PUBLIKAINDONESIA.COM, BANJARBARU – Pemerintah Kota Banjarbaru menegaskan komitmennya dalam menjaga kesehatan jiwa masyarakat melalui upaya preventif yang holistik dan berkelanjutan. Hal ini disampaikan Wakil Wali Kota Banjarbaru, Wartono, saat membuka Rapat Koordinasi Tim Pelaksana Kesehatan Jiwa Masyarakat (TPKJM) di Aula Gawi Sabarataan, Jumat (13/12/2024).

Wartono menekankan pentingnya kolaborasi lintas sektor dalam menyukseskan program-program pencegahan gangguan kesehatan jiwa, terutama mengingat dampaknya yang dapat menurunkan produktivitas masyarakat, khususnya pada kelompok usia kerja.

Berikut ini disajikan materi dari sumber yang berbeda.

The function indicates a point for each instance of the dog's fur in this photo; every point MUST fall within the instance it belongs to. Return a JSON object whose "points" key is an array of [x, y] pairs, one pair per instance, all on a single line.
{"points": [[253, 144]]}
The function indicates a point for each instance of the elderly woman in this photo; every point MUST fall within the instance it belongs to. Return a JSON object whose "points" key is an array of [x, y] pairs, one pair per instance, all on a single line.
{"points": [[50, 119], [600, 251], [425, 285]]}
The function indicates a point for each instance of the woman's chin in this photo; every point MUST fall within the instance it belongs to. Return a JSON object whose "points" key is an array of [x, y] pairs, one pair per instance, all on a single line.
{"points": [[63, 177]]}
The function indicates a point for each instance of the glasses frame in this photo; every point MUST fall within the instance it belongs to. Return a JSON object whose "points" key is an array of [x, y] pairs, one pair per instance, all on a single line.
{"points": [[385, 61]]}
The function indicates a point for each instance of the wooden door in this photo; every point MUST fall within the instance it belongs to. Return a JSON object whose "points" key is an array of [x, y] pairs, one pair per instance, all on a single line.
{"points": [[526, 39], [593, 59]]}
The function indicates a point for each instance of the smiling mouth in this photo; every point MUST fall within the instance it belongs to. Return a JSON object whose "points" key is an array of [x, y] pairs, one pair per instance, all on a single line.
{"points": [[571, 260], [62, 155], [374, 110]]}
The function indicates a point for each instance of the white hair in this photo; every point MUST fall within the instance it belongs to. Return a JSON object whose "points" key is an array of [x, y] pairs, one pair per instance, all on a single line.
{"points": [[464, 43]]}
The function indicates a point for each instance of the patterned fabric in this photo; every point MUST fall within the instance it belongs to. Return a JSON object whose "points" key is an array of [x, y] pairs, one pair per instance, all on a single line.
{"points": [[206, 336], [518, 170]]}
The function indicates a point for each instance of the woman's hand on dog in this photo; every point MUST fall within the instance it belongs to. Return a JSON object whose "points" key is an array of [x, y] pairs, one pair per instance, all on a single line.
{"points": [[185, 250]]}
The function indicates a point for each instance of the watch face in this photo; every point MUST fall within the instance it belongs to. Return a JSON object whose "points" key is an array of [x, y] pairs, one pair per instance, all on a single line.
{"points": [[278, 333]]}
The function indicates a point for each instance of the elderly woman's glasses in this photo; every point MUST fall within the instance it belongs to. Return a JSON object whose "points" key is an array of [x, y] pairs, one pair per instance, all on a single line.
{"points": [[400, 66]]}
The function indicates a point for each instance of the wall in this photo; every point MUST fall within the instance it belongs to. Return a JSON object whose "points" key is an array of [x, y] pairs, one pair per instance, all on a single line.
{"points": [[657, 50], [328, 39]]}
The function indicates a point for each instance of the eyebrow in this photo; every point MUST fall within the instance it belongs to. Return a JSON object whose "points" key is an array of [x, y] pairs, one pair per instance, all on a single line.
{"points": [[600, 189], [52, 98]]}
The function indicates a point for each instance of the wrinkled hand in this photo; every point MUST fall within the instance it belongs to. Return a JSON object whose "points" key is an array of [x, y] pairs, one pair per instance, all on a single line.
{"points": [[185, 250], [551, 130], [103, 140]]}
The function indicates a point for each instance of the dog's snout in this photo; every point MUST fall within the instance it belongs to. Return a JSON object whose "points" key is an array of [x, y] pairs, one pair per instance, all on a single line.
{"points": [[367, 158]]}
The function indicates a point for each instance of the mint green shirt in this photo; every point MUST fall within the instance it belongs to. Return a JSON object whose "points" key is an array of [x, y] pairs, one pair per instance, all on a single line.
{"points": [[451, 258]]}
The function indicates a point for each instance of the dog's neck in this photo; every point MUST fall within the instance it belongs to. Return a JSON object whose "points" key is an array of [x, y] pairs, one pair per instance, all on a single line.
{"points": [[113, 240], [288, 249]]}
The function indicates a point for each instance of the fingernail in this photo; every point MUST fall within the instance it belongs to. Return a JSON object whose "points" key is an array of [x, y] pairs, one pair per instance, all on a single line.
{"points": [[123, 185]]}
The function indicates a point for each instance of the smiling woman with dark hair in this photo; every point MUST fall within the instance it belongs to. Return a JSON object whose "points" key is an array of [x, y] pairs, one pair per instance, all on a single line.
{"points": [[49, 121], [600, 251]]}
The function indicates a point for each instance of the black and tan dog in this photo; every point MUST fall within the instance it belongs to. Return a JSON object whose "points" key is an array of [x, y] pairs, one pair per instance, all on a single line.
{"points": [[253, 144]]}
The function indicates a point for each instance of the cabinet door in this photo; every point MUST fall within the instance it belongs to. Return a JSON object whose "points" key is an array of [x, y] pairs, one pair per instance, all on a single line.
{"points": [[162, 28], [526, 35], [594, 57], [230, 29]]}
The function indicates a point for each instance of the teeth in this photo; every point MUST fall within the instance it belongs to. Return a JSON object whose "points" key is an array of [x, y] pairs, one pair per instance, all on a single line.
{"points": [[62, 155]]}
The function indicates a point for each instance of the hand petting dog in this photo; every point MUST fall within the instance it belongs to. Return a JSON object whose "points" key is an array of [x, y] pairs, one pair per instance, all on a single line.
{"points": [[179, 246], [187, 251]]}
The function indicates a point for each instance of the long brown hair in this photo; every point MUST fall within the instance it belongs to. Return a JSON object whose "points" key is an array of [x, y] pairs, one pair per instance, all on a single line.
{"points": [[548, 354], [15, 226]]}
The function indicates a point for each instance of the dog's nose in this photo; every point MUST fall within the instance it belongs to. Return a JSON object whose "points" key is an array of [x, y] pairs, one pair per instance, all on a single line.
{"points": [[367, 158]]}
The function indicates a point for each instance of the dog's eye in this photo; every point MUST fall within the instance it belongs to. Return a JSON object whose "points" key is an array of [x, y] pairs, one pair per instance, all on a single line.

“Kita harus memastikan program-program pencegahan ini dapat berjalan baik dan berdampak nyata di lapangan. TPKJM perlu menjadi motor sinergi antar OPD dan instansi terkait,” tegasnya.
Ia berharap keberadaan TPKJM tidak sekadar formalitas, tetapi benar-benar mampu menjadi tim kerja aktif yang responsif terhadap isu-isu kesehatan jiwa di masyarakat.

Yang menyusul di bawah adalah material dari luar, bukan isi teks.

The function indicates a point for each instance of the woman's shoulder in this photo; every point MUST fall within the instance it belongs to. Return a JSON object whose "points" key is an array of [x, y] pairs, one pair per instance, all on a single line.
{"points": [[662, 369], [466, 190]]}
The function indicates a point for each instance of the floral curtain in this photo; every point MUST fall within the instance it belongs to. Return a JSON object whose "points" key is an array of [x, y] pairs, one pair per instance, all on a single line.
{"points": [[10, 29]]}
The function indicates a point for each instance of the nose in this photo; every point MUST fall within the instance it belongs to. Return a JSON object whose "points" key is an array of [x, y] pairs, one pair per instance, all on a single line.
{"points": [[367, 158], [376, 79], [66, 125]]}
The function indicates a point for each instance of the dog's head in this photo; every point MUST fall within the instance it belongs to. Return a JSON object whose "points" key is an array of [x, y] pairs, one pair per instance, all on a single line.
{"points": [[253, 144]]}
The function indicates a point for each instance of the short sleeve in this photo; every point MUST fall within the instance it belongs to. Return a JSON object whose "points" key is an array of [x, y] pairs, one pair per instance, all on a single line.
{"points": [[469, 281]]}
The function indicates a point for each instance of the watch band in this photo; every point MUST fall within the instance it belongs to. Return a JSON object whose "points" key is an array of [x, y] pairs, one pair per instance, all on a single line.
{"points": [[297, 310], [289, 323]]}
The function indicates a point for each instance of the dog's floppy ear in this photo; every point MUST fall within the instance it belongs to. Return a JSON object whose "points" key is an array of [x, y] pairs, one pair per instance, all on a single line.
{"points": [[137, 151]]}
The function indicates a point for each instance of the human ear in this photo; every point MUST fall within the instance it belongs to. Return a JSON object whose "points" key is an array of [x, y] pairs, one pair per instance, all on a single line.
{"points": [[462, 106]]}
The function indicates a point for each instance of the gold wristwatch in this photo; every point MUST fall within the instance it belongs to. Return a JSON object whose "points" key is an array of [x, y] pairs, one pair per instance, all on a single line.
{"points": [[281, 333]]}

Kesehatan Jiwa Butuh Penanganan Komprehensif
Dalam kesempatan yang sama, Ketua Panitia Rapat Koordinasi TPKJM, Juhai Triyanti, menyampaikan bahwa isu kesehatan jiwa adalah persoalan yang kompleks dan memerlukan pendekatan multidisipliner.
“Kesehatan jiwa tidak bisa ditangani satu sektor saja. Kita perlu menyatukan persepsi, meningkatkan pemahaman, serta memperkuat monitoring dan evaluasi agar program berjalan optimal,” ujarnya.
Juhai menambahkan, melalui forum koordinasi ini, seluruh pihak yang tergabung dalam TPKJM diharapkan dapat menyamakan langkah, khususnya dalam membangun sistem dukungan dan penanganan kesehatan jiwa berbasis masyarakat.
Program Pencegahan Jadi Fokus
Rapat koordinasi ini juga menjadi momentum untuk merumuskan kebijakan teknis serta memperbarui strategi penanganan kasus-kasus gangguan jiwa, termasuk yang berkaitan dengan kesehatan jiwa ringan hingga berat. Program berbasis komunitas, edukasi publik, serta peningkatan kapasitas petugas menjadi fokus pembahasan.
Pemerintah Kota Banjarbaru menargetkan, dengan sinergi yang solid antara dinas kesehatan, rumah sakit, puskesmas, lembaga pendidikan, tokoh masyarakat, dan pihak kepolisian, maka program pencegahan gangguan kesehatan jiwa dapat lebih terstruktur dan menyentuh kelompok rentan secara langsung.